Another key change on the King farm was switching from a closed herd to a flying herd system, where replacements are bought in. Although this requires a more stringent approach to animal health to avoid buying in disease problems, a flying herd has allowed savings with labour.

It has also allowed James to reduce his stocking rate while increasing cow numbers and subsequent milk output. In previous years, the high stocking rate usually meant that additional fodder had to be bought in, which added to feed costs.

Finances

After concentrates, machinery running costs were the second-largest cost and amounted to £28,678, while the fertiliser and lime bill came to £22,273.

Overall, the main farm working expenses totalled £291,448 (23.4 p/l) last year on the King farm.

Total income, excluding Basic Payment, was £383,382 during 2019. When a standardised figure of £30,000 is applied for personal drawings, then the business would have had £61,934 available for loan repayments, capital expenditure and tax.

Looking forward

Feed efficiency is being benchmarked monthly on the King farm and is proving useful for identifying where further improvements can be made.

Dairylink adviser Aidan Cushnahan uses February 2019 as an example, when milk from forage was -0.7l/cow/day. This was mainly due to James having to feed higher levels of concentrates last spring to prevent a potential fodder shortage on the farm.

The low yielders have been at grass by day since 4 March

To avoid overfeeding cows with concentrates this year, he has split the milking herd into high and low-yielding groups, so that meal can be targeted at the cows that will respond with increased milk yields. The low-yielding group is made up of cows that are producing less than 25l/day and are scanned in-calf.

The low yielders have been at grass by day since 4 March and there have been no adverse impacts on production. This group of 60 cows is currently averaging 19.3l/cow/day at 4.95% butterfat and 3.71% protein from 5kg of concentrates. Having these cows out at grass also reduces demand on fodder and means James is less reliant on feeding fourth-cut silage to the milking herd. This fodder is below-average quality, with an metabolisable energy content 9.7MJ/kgDM.

Aidan points out that there are other opportunities to produce more milk from grass in the coming months. Monthly benchmarking figures indicate that from April to June 2019, milk from forage levels varied from 10.95l/cow/day to 16.21l/cow/day, while margin over concentrate sat between £4.94/cow/day and £5.92/cow/day.
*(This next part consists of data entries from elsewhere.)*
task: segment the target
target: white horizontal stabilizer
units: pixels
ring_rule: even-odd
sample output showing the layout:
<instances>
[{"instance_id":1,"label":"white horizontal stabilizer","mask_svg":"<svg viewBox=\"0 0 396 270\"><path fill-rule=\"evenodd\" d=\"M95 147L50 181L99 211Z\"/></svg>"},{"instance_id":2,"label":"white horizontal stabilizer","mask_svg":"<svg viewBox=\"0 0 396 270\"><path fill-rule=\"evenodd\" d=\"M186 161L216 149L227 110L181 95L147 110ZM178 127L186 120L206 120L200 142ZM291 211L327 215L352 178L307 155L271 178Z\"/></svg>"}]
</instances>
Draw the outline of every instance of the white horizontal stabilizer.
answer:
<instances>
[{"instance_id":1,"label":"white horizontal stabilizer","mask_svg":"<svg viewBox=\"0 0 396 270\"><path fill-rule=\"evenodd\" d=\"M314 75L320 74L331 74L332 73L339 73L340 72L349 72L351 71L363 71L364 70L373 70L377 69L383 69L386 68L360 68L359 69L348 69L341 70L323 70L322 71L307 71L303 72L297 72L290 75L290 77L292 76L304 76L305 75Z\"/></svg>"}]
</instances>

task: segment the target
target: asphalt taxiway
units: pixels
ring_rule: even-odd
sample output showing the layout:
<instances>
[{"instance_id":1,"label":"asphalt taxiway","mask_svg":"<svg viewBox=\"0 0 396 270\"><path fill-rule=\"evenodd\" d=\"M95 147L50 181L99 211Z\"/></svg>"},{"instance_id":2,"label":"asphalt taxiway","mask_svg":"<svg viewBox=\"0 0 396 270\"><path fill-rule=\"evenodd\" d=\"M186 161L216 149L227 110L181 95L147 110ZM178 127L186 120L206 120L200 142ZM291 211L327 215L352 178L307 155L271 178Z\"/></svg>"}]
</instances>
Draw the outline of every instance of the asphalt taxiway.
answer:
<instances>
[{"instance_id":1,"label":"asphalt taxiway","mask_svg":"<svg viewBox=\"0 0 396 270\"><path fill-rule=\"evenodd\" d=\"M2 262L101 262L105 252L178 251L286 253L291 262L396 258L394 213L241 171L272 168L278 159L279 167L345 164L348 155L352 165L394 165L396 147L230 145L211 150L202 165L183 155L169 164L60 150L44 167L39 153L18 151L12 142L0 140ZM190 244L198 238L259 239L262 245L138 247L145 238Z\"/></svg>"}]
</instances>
Aidan calculates that if milk from forage had been 3l/cow/day higher over this period, the improvement in feed efficiency would have generated a meal bill saving of £4,912, if milk yields stayed at the same levels.

Adviser comment – Aidan Cushnahan

Putting low-yielding cows to grass and reducing concentrates in the parlour is the main way of producing milk more efficiently on dairy farms. There is no point feeding an extra four-kilo of meal to stale cows at a price of 24p/kg, if the only response is another 2l of milk.